How to diagnose and solve home internet issues

Diagnosing Internet Issues for the Home Office

Residential internet connections can be a source of frustration for home office users. To a user, phone calls, email, and other internet activity appear seamless and automatic. But behind the scenes, each of these are broken down into packets of information delivered individually over a complicated tangle of interconnected computer networks – the internet.

 The internet is a “best effort” network; it does not guarantee that a packet of data will get to its destination in a particular time frame – or even in the right order. When working at home, residential internet connections can quickly run into use cases they just weren’t built for. A residential connection’s best effort might not be good enough for business applications.

The result will be slowing or loss of packets at the bottlenecks. Best effort is usually fine for file downloads where a momentary bottleneck won’t even be noticed, but more time-sensitive tasks like video conferencing and screen sharing will definitely feel the impact. This slowing will manifest as lag, jitter, frozen screens, and even dropped connections.

Locating the Source of the Problem

When there’s a problem with a home office’s internet connection, the first instinct might be to call the ISP. But before you get to that point, there are a lot of things you can do to isolate and treat problems within these networks.

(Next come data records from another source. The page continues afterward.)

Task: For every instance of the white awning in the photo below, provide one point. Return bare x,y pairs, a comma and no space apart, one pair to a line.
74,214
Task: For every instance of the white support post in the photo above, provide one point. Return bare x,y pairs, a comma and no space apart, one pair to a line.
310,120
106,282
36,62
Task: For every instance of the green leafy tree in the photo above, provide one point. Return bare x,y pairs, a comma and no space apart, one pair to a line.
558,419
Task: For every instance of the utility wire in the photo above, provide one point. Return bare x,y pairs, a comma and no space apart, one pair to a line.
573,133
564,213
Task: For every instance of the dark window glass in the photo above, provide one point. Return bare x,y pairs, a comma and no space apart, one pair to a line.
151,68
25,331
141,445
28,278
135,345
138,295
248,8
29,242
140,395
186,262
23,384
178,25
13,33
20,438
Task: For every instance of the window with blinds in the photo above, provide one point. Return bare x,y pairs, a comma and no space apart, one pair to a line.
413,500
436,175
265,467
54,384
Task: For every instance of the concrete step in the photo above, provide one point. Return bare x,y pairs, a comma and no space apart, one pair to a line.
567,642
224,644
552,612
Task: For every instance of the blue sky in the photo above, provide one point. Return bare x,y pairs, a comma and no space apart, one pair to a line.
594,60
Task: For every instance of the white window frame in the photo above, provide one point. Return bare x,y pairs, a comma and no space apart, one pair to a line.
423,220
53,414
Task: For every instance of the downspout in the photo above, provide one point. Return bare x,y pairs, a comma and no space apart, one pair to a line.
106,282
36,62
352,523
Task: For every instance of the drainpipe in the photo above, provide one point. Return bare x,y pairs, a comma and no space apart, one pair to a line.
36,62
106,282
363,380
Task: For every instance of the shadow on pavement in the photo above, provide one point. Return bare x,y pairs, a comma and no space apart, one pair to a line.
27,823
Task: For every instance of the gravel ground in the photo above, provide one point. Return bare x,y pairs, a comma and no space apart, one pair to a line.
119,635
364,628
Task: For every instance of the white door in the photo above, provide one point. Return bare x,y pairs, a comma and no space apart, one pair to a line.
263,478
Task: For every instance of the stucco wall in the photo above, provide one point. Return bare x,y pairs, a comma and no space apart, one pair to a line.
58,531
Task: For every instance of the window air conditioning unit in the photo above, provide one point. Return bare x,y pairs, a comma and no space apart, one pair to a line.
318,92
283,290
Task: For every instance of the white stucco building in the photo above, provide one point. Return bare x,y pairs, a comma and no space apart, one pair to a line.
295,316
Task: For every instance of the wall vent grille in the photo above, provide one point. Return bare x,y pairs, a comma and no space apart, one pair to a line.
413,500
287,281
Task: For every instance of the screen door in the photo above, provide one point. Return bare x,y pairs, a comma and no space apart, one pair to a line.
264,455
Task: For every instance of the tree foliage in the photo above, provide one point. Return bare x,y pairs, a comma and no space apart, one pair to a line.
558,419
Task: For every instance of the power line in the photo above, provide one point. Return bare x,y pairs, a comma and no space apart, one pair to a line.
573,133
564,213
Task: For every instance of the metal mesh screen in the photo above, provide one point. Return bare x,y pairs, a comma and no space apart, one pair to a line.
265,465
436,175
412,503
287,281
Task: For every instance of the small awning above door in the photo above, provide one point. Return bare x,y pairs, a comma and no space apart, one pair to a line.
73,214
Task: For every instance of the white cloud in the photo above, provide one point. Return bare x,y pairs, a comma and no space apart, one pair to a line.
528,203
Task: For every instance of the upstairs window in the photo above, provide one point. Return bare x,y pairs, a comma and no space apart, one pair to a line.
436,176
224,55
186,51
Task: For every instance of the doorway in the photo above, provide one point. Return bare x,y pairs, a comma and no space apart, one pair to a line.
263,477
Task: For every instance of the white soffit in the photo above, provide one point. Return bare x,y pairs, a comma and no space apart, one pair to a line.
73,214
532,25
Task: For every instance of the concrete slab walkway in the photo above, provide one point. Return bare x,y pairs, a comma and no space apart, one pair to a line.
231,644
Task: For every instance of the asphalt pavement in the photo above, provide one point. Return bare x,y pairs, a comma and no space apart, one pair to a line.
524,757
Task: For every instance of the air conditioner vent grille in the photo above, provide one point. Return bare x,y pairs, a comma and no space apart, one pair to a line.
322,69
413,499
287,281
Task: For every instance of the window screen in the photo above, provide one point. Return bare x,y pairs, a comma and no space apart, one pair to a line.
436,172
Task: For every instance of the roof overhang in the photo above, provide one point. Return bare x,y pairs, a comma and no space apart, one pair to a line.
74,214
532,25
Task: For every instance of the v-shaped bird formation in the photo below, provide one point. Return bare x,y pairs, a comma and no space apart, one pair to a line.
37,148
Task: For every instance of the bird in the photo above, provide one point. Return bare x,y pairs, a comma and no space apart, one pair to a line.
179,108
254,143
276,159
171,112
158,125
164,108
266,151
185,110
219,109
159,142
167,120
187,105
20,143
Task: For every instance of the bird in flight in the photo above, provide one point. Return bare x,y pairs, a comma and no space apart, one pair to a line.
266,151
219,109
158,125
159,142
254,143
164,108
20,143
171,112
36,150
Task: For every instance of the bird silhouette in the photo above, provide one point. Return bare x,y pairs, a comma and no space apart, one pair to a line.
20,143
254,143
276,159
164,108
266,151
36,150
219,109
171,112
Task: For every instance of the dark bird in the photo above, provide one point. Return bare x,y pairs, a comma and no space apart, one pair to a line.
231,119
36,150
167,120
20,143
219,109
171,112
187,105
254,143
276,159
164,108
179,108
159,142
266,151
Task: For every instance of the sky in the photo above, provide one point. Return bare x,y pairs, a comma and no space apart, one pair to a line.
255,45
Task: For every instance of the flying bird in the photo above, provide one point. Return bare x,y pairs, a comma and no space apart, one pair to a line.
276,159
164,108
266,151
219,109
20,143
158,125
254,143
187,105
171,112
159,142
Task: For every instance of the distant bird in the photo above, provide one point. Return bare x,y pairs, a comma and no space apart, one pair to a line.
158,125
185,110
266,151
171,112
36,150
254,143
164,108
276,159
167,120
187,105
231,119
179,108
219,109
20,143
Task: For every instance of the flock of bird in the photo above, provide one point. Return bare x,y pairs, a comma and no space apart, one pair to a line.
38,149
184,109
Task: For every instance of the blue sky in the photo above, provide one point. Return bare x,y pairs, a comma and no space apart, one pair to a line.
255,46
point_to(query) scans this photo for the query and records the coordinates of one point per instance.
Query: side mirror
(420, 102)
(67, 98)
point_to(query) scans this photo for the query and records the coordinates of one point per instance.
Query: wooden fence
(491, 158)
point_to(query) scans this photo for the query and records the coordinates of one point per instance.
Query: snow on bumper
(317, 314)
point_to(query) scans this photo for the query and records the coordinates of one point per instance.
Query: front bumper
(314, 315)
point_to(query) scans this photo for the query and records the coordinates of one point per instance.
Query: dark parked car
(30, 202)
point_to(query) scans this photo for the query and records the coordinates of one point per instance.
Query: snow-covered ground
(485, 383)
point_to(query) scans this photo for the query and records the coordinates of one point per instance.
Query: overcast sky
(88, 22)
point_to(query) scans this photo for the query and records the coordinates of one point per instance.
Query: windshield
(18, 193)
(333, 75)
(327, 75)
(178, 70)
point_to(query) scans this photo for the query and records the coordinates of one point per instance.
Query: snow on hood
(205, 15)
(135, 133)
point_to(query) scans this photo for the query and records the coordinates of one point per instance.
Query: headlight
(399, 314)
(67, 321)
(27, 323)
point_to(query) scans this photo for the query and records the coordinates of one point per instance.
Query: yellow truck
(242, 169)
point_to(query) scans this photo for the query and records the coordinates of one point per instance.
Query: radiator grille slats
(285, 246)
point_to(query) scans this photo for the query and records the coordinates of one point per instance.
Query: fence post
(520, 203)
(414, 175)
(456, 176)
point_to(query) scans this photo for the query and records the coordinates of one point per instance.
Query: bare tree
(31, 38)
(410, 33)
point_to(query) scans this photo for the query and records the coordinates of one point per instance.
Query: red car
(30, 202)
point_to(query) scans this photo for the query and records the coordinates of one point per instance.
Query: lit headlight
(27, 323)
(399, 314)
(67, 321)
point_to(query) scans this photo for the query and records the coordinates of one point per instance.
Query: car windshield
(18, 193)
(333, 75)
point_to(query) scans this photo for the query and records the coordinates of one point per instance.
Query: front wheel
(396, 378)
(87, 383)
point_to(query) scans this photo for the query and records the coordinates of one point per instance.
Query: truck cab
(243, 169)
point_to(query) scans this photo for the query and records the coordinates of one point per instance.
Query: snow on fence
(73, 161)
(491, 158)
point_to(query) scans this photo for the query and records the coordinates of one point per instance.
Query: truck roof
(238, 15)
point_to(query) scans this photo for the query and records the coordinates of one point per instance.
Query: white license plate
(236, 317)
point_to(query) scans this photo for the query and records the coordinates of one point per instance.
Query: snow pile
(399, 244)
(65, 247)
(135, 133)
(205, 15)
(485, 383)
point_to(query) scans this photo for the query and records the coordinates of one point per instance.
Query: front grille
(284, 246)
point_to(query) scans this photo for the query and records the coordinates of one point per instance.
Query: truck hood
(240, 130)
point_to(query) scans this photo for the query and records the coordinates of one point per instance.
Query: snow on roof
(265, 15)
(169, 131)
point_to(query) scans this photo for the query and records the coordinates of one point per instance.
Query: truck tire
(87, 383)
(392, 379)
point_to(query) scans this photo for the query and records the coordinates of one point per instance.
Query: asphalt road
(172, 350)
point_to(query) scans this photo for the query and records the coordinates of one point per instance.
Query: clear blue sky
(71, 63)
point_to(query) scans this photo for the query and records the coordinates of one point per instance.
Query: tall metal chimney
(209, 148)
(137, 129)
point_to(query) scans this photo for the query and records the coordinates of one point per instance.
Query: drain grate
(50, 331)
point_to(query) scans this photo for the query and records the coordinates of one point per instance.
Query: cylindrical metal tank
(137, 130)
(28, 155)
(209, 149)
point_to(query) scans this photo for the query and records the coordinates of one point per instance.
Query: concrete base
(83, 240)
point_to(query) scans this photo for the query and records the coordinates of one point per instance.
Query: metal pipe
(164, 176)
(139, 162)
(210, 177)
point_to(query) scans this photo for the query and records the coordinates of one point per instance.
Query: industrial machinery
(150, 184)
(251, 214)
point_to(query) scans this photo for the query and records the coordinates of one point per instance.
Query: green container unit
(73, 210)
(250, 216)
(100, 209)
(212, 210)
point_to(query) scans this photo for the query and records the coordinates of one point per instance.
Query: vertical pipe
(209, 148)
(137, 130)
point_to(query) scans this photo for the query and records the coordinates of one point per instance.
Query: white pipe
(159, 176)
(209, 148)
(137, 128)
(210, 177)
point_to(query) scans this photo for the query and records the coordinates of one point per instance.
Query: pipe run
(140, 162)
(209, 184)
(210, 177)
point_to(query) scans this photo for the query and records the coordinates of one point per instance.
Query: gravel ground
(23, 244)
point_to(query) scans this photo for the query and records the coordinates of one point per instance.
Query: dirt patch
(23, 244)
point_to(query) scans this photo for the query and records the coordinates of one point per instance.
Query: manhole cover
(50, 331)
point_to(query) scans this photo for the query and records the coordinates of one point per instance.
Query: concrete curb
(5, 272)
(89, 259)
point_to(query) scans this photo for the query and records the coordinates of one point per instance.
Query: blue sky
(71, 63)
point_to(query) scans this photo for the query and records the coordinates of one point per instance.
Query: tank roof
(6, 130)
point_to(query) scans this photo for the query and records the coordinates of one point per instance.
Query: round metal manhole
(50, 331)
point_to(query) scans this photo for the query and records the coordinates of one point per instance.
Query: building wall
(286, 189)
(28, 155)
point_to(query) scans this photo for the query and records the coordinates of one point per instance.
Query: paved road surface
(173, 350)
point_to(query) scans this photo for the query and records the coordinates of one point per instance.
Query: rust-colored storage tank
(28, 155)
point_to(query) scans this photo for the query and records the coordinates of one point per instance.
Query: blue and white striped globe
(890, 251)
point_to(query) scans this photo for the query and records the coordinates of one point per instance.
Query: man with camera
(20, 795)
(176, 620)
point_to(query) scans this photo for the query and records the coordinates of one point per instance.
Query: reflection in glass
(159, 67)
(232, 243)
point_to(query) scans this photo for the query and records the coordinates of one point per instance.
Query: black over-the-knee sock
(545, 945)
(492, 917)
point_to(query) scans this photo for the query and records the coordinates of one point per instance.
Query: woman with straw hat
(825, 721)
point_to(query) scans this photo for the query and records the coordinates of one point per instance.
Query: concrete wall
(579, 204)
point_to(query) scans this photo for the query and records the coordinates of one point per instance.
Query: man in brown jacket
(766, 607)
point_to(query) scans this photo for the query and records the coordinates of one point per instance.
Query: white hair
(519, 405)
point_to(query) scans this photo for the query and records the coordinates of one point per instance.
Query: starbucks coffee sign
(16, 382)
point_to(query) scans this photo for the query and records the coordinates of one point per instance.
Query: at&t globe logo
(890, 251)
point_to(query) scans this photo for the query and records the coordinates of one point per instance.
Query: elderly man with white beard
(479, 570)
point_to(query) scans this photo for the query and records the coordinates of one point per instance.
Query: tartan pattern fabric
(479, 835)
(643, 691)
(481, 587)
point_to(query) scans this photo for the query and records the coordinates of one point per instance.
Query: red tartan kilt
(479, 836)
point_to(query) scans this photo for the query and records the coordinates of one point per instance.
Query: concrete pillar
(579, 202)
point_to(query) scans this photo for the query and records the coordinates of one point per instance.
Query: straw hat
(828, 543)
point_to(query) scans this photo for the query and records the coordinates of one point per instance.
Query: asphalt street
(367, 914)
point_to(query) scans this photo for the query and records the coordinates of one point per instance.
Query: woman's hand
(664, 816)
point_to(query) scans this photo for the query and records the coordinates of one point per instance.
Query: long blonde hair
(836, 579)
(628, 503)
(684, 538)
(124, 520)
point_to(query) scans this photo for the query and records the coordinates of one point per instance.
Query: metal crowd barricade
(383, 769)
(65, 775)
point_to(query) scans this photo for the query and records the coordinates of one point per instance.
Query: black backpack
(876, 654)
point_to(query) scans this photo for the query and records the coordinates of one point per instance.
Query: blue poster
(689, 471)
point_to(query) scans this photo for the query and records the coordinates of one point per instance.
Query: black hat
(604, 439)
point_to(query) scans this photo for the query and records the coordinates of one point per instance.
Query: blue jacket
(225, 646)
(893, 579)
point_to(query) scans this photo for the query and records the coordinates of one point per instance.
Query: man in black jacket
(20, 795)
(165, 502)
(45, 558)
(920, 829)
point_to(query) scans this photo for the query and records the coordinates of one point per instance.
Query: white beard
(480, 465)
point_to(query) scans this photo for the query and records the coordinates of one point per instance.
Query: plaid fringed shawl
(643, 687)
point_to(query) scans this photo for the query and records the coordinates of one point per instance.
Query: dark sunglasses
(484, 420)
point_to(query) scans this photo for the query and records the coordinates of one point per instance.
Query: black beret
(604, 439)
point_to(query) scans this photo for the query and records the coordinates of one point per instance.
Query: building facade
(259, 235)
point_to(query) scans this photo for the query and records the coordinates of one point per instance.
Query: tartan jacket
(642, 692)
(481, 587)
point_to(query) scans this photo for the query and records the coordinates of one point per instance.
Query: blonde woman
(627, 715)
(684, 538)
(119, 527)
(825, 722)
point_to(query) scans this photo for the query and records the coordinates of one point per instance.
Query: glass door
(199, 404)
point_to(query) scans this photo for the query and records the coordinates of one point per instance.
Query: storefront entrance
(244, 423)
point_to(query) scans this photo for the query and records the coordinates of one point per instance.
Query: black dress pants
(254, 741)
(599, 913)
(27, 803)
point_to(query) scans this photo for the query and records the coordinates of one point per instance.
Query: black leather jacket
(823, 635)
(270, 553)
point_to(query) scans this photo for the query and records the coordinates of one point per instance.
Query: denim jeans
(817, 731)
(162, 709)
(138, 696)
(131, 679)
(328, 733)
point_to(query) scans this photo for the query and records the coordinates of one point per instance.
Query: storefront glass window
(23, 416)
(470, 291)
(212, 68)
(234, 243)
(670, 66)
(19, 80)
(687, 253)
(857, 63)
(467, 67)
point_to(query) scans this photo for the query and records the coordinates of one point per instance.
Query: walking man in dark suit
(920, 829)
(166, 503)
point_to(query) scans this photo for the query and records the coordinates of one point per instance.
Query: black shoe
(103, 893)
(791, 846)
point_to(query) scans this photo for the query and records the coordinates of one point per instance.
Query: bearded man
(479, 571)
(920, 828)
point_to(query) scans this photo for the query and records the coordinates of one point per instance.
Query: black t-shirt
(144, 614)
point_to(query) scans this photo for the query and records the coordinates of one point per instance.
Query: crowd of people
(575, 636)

The first step is to determine whether the problem is in the local area network (LAN) or actually with the internet service’s wide area network (WAN). This will help you narrow down whether you focus on issues within the home network or if you have to call the ISP.

One way to do this is by testing the network connectivity with the classic network diagnostic tool, ping. Ping tracks the time it takes for a short message to reach a destination and return. For this test, pinging the default gateway address on your LAN and a location on the internet will let you see whether the issues start inside or outside the LAN.

1. Open a terminal

To use ping, have the user open a terminal or command prompt on their computer.

Mac

  • Click the magnifying glass in the top right of the screen or press the Command button + Spacebar.
  • The Spotlight Search bar appears. Type terminal and then press Enter.

Windows

  • Click the Windows button and then type CMD.
  • In the results, click Command Prompt.

2. Determine the gateway or router

The quickest way is to find the gateway address is to type tracert bigleaf.net (or on a Mac traceroute bigleaf.net) in the terminal window and press Enter. The first address that appears is the LAN gateway.